Verlassene Dörfer in unberührter Natur finden sich in ganz Spanien und auch im Süden Frankreichs. Meist liegen sie in den schönsten Landschaften: Galizien in Nordwestspanien, den Pyrenäen und deren Ausläufern im Norden, in dünn besiedelten Teilen Kataloniens und von Valencia im Osten. In Frankreich locken das Zentralmassiv, Languedoc und auch Landstriche in der Mitte, in denen die Landwirtschaft nicht mehr rentabel ist.
Anders als in Spanien gibt es in Frankreich seit der Mitte der 70er-Jahre eine starke Bewegung „zurück zur Natur“, Aussteiger, teils politisch bewegt, zogen in Dörfer, denen die Landflucht übel mitgespielt hatte.
Wer durch die schmalen, unbewohnten Gassen eines verlassenen Weilers streift und die teils atemberaubende Aussicht etwa in den Pyrenäen genießt, spielt unwillkürlich mit dem Gedanken: Und wenn ich einfach mit Sack und Pack hierhin ziehe? Ein kleiner, kecker Verführer flüstert ins Ohr: Hängst Du wirklich so an Krach und Smog in deiner Großstadt? Sei kein Weichei, träum nicht vom Süden, nimm ihn dir!
Zweifel am geordneten Leben werden leicht gemacht, weil im Internet und in den Printmedien regelmäßig Geschichten auftauchen mit Titeln wie „Dorf zu verschenken“. Wer genauer hinsieht, stellt allerdings schnell fest: Oft hat hier nur ein schlauer Makler einen Köder ausgeworfen. Zu verschenken hat er nichts, nach einem, zwei günstigen Lockvogel-Angeboten landet man schnell bei Anwesen mit mehreren Häusern und viel Fläche, die allerdings zu fürstlichen Preisen offeriert werden.
Dennoch gibt es viele entvölkerte Dörfer. In Spanien wird ihre Zahl auf mehr als 3000 geschätzt, in Frankreich sind es weniger. Verschenkt wird selten etwas, und wer sich in einem der Geisterdörfer niederlässt, braucht im wahrsten Sinne des Wortes Pioniergeist.

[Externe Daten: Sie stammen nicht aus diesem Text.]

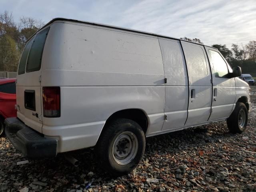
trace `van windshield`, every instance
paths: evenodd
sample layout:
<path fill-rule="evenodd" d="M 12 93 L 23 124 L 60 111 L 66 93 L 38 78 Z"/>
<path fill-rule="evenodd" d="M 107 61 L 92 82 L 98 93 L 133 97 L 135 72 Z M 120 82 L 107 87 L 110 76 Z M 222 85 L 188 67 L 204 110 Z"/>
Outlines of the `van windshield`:
<path fill-rule="evenodd" d="M 50 27 L 36 35 L 28 57 L 26 72 L 40 70 L 44 43 L 49 29 Z"/>
<path fill-rule="evenodd" d="M 253 80 L 253 78 L 251 76 L 247 76 L 244 77 L 246 80 Z"/>

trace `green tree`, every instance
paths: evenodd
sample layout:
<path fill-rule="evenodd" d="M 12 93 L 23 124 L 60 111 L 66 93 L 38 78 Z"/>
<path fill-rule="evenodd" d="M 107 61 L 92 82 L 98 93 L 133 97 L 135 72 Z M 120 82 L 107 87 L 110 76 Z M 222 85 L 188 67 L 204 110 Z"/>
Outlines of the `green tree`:
<path fill-rule="evenodd" d="M 224 58 L 229 62 L 231 61 L 232 56 L 232 52 L 227 47 L 226 45 L 214 44 L 212 45 L 212 46 L 218 49 Z"/>
<path fill-rule="evenodd" d="M 186 37 L 181 37 L 180 38 L 181 39 L 183 39 L 184 40 L 186 40 L 187 41 L 194 42 L 194 43 L 199 43 L 199 44 L 202 44 L 202 45 L 204 44 L 204 43 L 203 43 L 202 41 L 201 41 L 201 40 L 200 40 L 199 39 L 198 39 L 197 38 L 190 39 L 190 38 L 188 38 Z"/>
<path fill-rule="evenodd" d="M 18 56 L 14 40 L 7 34 L 0 37 L 0 69 L 16 71 Z"/>

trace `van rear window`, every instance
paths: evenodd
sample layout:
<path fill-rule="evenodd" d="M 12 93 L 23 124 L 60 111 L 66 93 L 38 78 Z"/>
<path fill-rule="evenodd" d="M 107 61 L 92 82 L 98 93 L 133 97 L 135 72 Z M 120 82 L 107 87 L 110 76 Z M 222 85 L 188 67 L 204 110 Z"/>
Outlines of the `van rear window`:
<path fill-rule="evenodd" d="M 26 64 L 27 62 L 27 58 L 28 58 L 28 55 L 29 52 L 29 50 L 30 48 L 32 43 L 34 41 L 34 38 L 31 39 L 26 45 L 22 53 L 22 55 L 20 58 L 20 64 L 19 65 L 19 68 L 18 70 L 18 74 L 20 75 L 25 73 L 25 68 L 26 68 Z"/>
<path fill-rule="evenodd" d="M 49 29 L 50 27 L 36 35 L 28 54 L 26 72 L 38 71 L 41 68 L 44 43 Z"/>

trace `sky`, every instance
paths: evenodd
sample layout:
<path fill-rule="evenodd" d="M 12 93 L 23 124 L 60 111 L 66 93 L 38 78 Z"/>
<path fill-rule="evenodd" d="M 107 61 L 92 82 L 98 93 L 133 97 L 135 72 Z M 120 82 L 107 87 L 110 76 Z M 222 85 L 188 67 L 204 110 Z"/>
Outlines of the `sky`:
<path fill-rule="evenodd" d="M 0 0 L 12 12 L 45 23 L 56 17 L 95 22 L 180 38 L 205 45 L 240 46 L 256 40 L 256 0 Z"/>

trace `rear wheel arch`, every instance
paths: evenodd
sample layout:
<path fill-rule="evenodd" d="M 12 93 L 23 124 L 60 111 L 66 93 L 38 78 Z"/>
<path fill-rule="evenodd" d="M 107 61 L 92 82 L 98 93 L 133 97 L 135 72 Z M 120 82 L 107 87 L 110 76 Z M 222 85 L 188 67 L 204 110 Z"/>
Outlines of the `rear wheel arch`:
<path fill-rule="evenodd" d="M 249 110 L 249 104 L 248 104 L 248 98 L 246 96 L 242 96 L 238 100 L 236 103 L 243 103 L 246 106 L 247 111 Z"/>
<path fill-rule="evenodd" d="M 108 124 L 118 118 L 130 119 L 135 121 L 140 125 L 145 134 L 148 130 L 149 120 L 146 112 L 141 109 L 132 108 L 120 110 L 112 114 L 108 118 L 101 132 Z"/>
<path fill-rule="evenodd" d="M 112 122 L 117 119 L 120 118 L 130 119 L 135 121 L 140 126 L 144 134 L 146 135 L 150 123 L 149 119 L 146 112 L 141 109 L 125 109 L 115 112 L 108 118 L 101 130 L 100 134 L 99 135 L 97 143 L 99 142 L 100 136 L 104 132 L 105 129 L 107 128 L 108 126 Z"/>

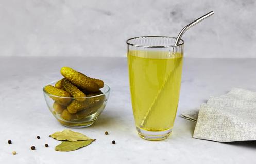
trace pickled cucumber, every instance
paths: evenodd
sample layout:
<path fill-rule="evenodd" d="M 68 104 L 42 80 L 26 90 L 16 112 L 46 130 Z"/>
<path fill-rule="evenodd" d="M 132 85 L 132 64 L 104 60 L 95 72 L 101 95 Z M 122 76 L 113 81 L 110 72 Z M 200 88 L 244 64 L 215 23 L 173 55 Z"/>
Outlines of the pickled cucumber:
<path fill-rule="evenodd" d="M 103 80 L 88 77 L 88 76 L 86 76 L 85 74 L 84 74 L 83 73 L 79 72 L 77 72 L 80 73 L 80 74 L 81 74 L 82 75 L 84 76 L 89 80 L 92 80 L 93 82 L 97 83 L 97 84 L 99 86 L 99 88 L 101 88 L 103 87 L 104 87 L 104 83 L 103 82 Z"/>
<path fill-rule="evenodd" d="M 79 111 L 76 114 L 76 118 L 78 119 L 84 119 L 86 117 L 96 112 L 102 106 L 102 104 L 98 104 L 98 105 L 94 106 L 82 111 Z"/>
<path fill-rule="evenodd" d="M 54 102 L 53 105 L 54 111 L 56 111 L 58 114 L 61 114 L 63 111 L 66 109 L 65 106 L 62 106 L 59 104 L 57 102 Z"/>
<path fill-rule="evenodd" d="M 51 85 L 47 85 L 44 87 L 44 90 L 48 93 L 56 96 L 71 97 L 71 94 L 60 89 L 55 88 Z M 57 97 L 55 96 L 49 96 L 52 99 L 56 101 L 60 105 L 66 106 L 71 101 L 71 99 L 66 98 Z"/>
<path fill-rule="evenodd" d="M 99 86 L 97 83 L 89 79 L 71 68 L 63 67 L 61 68 L 60 73 L 69 81 L 82 89 L 91 92 L 96 92 L 99 90 Z"/>
<path fill-rule="evenodd" d="M 83 110 L 86 109 L 90 110 L 90 108 L 98 105 L 102 105 L 105 100 L 105 95 L 89 98 L 86 101 L 82 102 L 75 100 L 67 106 L 67 110 L 70 113 L 72 114 L 76 113 Z"/>
<path fill-rule="evenodd" d="M 69 81 L 66 78 L 63 78 L 61 80 L 62 87 L 66 91 L 70 93 L 71 95 L 75 98 L 85 97 L 86 94 L 81 91 L 76 86 Z M 76 99 L 79 102 L 83 102 L 85 98 Z"/>
<path fill-rule="evenodd" d="M 70 113 L 66 109 L 65 109 L 63 111 L 61 116 L 63 119 L 66 120 L 67 121 L 70 121 L 76 119 L 76 115 Z"/>
<path fill-rule="evenodd" d="M 61 84 L 61 80 L 59 80 L 55 83 L 55 88 L 58 88 L 58 89 L 62 89 L 62 85 Z"/>
<path fill-rule="evenodd" d="M 76 113 L 77 112 L 86 109 L 90 106 L 88 100 L 80 102 L 74 100 L 67 106 L 67 110 L 70 113 Z"/>

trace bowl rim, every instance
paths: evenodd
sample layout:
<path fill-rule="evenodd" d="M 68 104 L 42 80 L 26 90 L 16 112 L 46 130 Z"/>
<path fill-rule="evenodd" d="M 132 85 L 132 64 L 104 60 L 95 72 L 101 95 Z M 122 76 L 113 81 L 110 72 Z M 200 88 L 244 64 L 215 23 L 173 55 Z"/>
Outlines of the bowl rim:
<path fill-rule="evenodd" d="M 57 82 L 59 80 L 53 81 L 47 84 L 46 85 L 45 85 L 43 87 L 43 92 L 44 92 L 44 93 L 45 94 L 47 94 L 48 96 L 50 96 L 50 97 L 62 98 L 69 98 L 69 99 L 80 99 L 80 98 L 95 98 L 95 97 L 100 97 L 100 96 L 101 96 L 103 95 L 106 95 L 106 94 L 107 94 L 107 93 L 109 93 L 109 92 L 110 92 L 110 87 L 109 87 L 109 86 L 107 84 L 106 84 L 105 83 L 104 83 L 104 86 L 103 87 L 105 87 L 105 86 L 107 87 L 107 91 L 105 91 L 105 92 L 103 92 L 102 94 L 99 94 L 99 95 L 95 95 L 95 96 L 93 96 L 83 97 L 77 97 L 77 98 L 75 98 L 75 97 L 61 97 L 61 96 L 55 96 L 55 95 L 52 95 L 51 94 L 49 94 L 49 93 L 47 93 L 45 91 L 45 90 L 44 88 L 45 88 L 46 86 L 47 86 L 48 85 L 51 85 L 51 84 L 52 84 L 53 83 L 56 83 L 56 82 Z"/>

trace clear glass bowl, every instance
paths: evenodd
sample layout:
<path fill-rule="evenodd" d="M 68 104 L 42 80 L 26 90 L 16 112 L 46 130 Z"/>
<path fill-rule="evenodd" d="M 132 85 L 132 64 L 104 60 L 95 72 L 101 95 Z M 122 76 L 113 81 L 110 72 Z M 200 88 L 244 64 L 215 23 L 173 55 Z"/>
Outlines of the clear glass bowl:
<path fill-rule="evenodd" d="M 56 82 L 46 86 L 54 86 Z M 110 92 L 109 86 L 104 84 L 100 89 L 103 93 L 98 95 L 79 98 L 59 97 L 47 93 L 45 86 L 43 91 L 50 112 L 62 125 L 72 128 L 86 127 L 94 123 L 105 108 Z"/>

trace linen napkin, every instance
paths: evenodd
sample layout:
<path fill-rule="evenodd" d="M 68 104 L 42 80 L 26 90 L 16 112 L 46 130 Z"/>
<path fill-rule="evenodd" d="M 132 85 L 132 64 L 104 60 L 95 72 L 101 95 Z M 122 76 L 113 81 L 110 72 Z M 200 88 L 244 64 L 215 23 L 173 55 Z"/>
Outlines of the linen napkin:
<path fill-rule="evenodd" d="M 197 121 L 195 138 L 222 142 L 256 140 L 255 92 L 233 88 L 182 116 Z"/>

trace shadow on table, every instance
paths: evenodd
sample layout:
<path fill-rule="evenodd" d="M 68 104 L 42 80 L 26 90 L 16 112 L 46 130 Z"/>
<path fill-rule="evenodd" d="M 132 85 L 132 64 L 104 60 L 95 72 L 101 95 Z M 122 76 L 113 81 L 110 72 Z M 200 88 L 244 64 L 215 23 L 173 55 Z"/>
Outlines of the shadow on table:
<path fill-rule="evenodd" d="M 109 125 L 112 125 L 116 124 L 116 118 L 115 119 L 115 113 L 112 111 L 108 111 L 107 112 L 104 112 L 101 113 L 101 114 L 99 116 L 99 118 L 97 120 L 94 124 L 92 125 L 90 127 L 96 127 L 98 126 L 107 126 Z"/>
<path fill-rule="evenodd" d="M 224 144 L 240 147 L 243 147 L 248 148 L 256 148 L 256 141 L 236 141 Z"/>

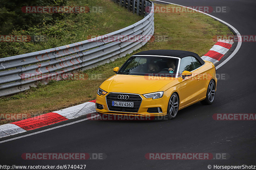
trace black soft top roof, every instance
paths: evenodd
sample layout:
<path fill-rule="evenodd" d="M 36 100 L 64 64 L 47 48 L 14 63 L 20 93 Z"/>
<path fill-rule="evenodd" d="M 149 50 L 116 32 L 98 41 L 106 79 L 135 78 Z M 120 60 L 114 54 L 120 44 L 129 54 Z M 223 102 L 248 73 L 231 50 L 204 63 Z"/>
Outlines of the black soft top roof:
<path fill-rule="evenodd" d="M 134 55 L 163 55 L 176 57 L 181 59 L 188 56 L 192 56 L 196 58 L 202 64 L 204 64 L 204 61 L 199 56 L 198 54 L 195 53 L 187 51 L 174 50 L 154 50 L 141 51 Z"/>

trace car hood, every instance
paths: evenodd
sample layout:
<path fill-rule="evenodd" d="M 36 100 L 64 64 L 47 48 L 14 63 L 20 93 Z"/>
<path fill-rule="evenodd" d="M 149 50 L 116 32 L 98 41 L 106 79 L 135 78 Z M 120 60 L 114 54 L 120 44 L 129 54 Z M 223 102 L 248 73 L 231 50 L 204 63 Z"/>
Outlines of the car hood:
<path fill-rule="evenodd" d="M 158 91 L 175 78 L 115 74 L 105 81 L 100 88 L 108 92 L 145 94 Z"/>

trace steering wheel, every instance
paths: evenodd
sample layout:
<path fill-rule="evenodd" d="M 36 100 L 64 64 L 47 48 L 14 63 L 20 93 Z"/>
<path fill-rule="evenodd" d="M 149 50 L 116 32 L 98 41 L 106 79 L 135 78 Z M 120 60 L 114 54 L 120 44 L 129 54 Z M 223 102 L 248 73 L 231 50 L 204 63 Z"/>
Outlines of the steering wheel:
<path fill-rule="evenodd" d="M 169 71 L 169 68 L 164 68 L 162 70 L 161 70 L 161 71 Z"/>

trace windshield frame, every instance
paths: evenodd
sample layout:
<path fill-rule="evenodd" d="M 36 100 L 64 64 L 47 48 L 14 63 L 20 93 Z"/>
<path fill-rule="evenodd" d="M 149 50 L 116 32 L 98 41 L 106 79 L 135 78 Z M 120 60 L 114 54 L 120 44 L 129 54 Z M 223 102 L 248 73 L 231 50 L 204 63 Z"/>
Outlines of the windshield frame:
<path fill-rule="evenodd" d="M 172 58 L 173 59 L 177 59 L 179 60 L 179 61 L 178 62 L 178 69 L 177 69 L 177 71 L 176 71 L 176 73 L 175 74 L 175 78 L 177 78 L 178 77 L 178 75 L 179 75 L 179 73 L 180 71 L 180 60 L 181 59 L 179 57 L 172 57 L 171 56 L 167 56 L 165 55 L 132 55 L 130 57 L 129 59 L 128 59 L 124 63 L 124 64 L 122 65 L 121 67 L 120 67 L 120 68 L 118 70 L 118 71 L 116 72 L 116 74 L 122 74 L 122 73 L 120 73 L 120 71 L 121 70 L 121 69 L 124 67 L 124 66 L 125 65 L 125 64 L 126 63 L 126 62 L 129 60 L 130 59 L 133 57 L 139 57 L 139 56 L 145 56 L 145 57 L 166 57 L 166 58 Z M 132 75 L 132 74 L 127 74 L 127 75 Z"/>

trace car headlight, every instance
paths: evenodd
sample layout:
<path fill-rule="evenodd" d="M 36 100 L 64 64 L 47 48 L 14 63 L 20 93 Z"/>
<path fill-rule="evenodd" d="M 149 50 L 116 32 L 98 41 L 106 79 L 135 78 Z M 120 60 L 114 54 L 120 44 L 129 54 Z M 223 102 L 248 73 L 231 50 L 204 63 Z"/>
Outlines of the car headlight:
<path fill-rule="evenodd" d="M 99 96 L 100 96 L 100 95 L 102 95 L 103 96 L 106 95 L 108 93 L 108 92 L 106 91 L 104 91 L 101 89 L 100 88 L 99 88 L 98 89 L 98 91 L 97 92 L 97 94 L 98 94 Z"/>
<path fill-rule="evenodd" d="M 163 97 L 163 91 L 159 91 L 158 92 L 148 93 L 148 94 L 145 94 L 145 95 L 143 95 L 143 96 L 146 98 L 152 98 L 152 99 L 155 99 L 161 98 Z"/>

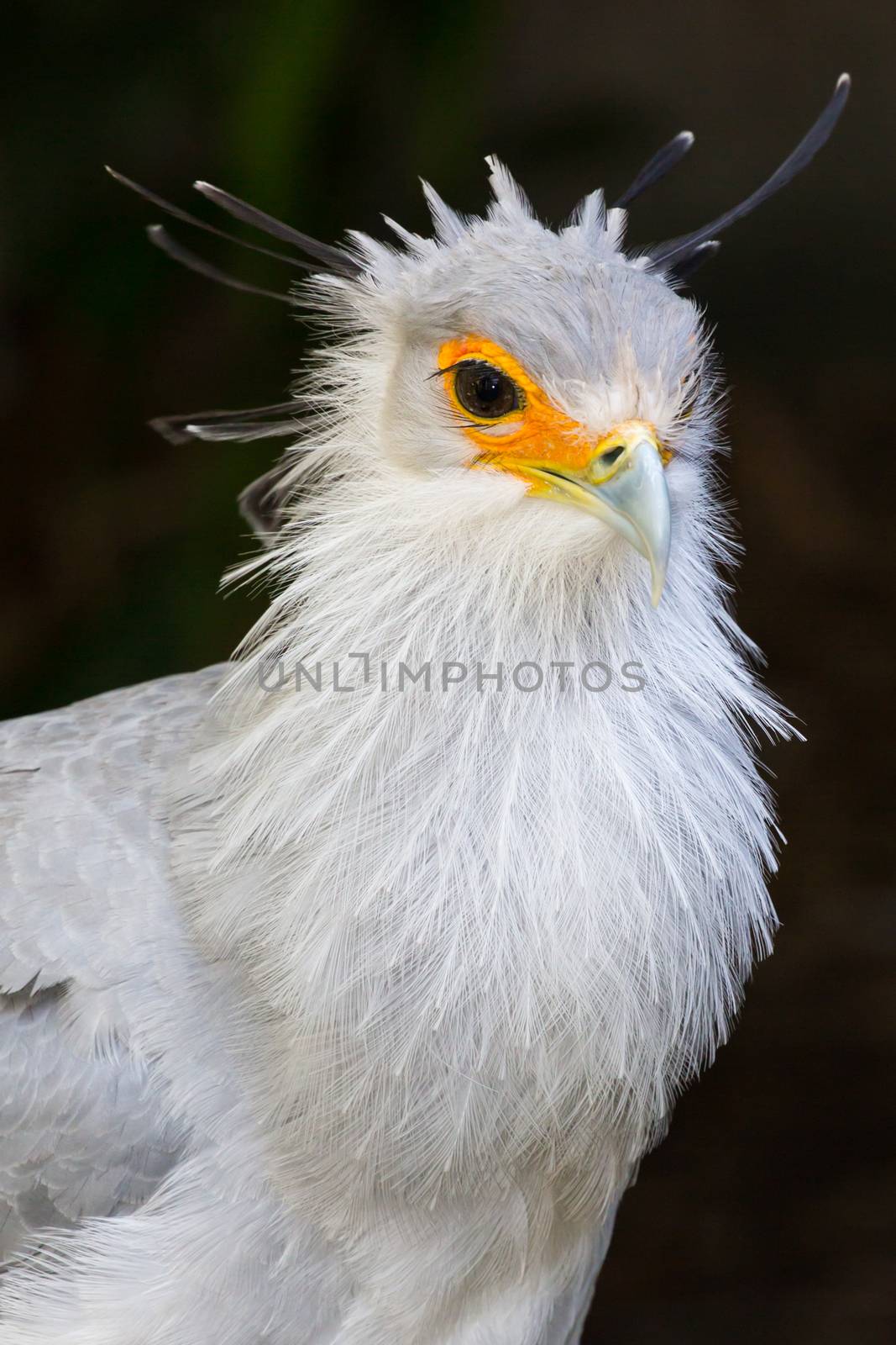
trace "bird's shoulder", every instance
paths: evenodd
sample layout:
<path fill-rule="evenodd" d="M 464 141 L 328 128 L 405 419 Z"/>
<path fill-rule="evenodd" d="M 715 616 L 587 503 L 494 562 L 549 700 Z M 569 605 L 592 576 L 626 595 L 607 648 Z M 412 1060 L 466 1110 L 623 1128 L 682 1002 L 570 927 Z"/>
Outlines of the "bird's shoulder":
<path fill-rule="evenodd" d="M 0 990 L 114 972 L 121 940 L 167 882 L 167 780 L 223 674 L 0 724 Z"/>

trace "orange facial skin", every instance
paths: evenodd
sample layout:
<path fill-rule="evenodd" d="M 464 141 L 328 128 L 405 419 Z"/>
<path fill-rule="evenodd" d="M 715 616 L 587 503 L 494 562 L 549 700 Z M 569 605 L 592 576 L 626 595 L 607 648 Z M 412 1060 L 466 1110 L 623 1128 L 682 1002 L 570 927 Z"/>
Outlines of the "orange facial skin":
<path fill-rule="evenodd" d="M 467 465 L 494 467 L 521 476 L 531 495 L 549 495 L 553 491 L 548 483 L 532 477 L 527 468 L 543 467 L 587 475 L 592 484 L 599 484 L 602 476 L 599 471 L 595 475 L 596 460 L 617 444 L 626 443 L 629 422 L 615 425 L 610 433 L 595 440 L 583 425 L 555 406 L 513 355 L 494 342 L 481 336 L 449 340 L 441 347 L 438 359 L 439 370 L 445 371 L 442 377 L 446 393 L 463 418 L 463 433 L 476 448 Z M 520 390 L 521 405 L 498 417 L 472 414 L 461 405 L 454 390 L 453 366 L 467 359 L 484 360 L 506 374 Z M 489 426 L 496 425 L 502 428 L 501 433 L 489 433 Z M 664 461 L 668 461 L 668 452 L 661 452 Z"/>

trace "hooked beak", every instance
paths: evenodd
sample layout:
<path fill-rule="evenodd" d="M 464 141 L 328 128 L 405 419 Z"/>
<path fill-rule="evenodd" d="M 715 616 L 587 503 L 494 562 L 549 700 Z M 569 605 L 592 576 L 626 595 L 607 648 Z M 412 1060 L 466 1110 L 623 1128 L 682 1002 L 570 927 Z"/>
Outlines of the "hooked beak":
<path fill-rule="evenodd" d="M 650 600 L 660 604 L 669 566 L 672 507 L 664 455 L 646 421 L 626 421 L 596 444 L 584 468 L 525 464 L 537 494 L 566 499 L 621 533 L 650 565 Z"/>

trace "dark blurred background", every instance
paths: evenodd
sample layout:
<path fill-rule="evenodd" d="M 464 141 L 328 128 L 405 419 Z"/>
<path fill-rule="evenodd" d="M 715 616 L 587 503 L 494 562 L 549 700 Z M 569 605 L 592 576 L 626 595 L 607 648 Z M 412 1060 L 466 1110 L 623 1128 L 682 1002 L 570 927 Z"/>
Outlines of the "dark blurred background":
<path fill-rule="evenodd" d="M 228 654 L 255 611 L 215 596 L 251 545 L 234 498 L 274 452 L 172 448 L 145 422 L 281 399 L 305 340 L 282 305 L 150 249 L 157 213 L 105 161 L 200 213 L 197 176 L 321 238 L 382 235 L 379 211 L 427 227 L 418 174 L 476 211 L 497 151 L 559 221 L 689 126 L 689 159 L 634 207 L 647 242 L 746 195 L 854 75 L 833 143 L 695 284 L 732 383 L 739 615 L 809 741 L 767 753 L 790 842 L 776 954 L 623 1202 L 587 1337 L 602 1345 L 896 1338 L 895 39 L 892 7 L 833 0 L 78 0 L 4 17 L 8 714 Z"/>

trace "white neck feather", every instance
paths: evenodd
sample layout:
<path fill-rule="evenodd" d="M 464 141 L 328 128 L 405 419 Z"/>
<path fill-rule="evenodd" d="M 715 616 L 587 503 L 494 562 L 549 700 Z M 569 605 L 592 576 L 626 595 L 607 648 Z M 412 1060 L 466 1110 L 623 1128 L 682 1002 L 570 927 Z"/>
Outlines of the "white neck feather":
<path fill-rule="evenodd" d="M 594 1221 L 768 943 L 742 725 L 782 724 L 697 522 L 653 612 L 642 562 L 609 537 L 595 554 L 592 519 L 557 557 L 557 506 L 520 508 L 512 482 L 465 472 L 433 498 L 388 468 L 343 480 L 274 553 L 279 596 L 203 765 L 216 880 L 191 919 L 242 971 L 267 1042 L 253 1089 L 325 1227 L 384 1193 L 502 1198 L 533 1170 Z M 277 655 L 320 660 L 321 691 L 262 691 Z M 357 690 L 333 690 L 333 660 Z M 399 691 L 400 660 L 431 660 L 431 689 Z M 443 660 L 470 670 L 445 691 Z M 594 660 L 603 693 L 579 677 Z M 505 685 L 477 689 L 498 662 Z M 512 683 L 520 662 L 541 690 Z"/>

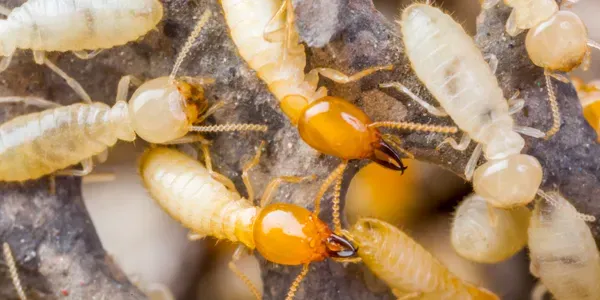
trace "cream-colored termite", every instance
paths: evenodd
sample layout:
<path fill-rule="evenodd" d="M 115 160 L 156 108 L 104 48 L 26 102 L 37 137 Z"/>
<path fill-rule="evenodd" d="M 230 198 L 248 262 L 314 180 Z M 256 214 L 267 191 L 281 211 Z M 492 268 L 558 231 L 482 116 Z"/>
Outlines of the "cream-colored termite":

Denn die früheren Einwohner hatten ihre Gründe dafür, dass sie ihre Natursteinhäuser, die vielleicht neben einer romanischen Kirche stehen, gegen eine anonyme Wohnung in einer hässlichen Großstadt tauschten: Es fehlt an allem, woran man gewöhnt ist, von Wasser über Strom bis zur Verkehrsanbindung. Und vor allem an Jobs.
In Spanien hat die Eisenbahn viele Strecken stillgelegt, und wenn nicht gerade der europäische Regionalfonds seine segnende Hand ausstreckte, wurden die Straßen zum letzten Mal asphaltiert, als die Bevölkerungszahl noch dafür ausreichte. Das war oft zu Zeiten Francos. Danach begann auch in Spanien die Abwanderung, entweder in die Städte, oder gleich ins Ausland.
Zurück geblieben sind Siedlungen mit einer Struktur, die manchmal bis ins Mittelalter zurückreicht. Es fällt schwer, sich ihrem Reiz zu entziehen, wenn man auf der Durchreise ist. Jeder grob behauene Stein, jeder Fenstersturz aus Holz, jeder aus zerborstenen Mauern wachsende Feigenbaum scheint einem zuzuraunen: Bleib hier!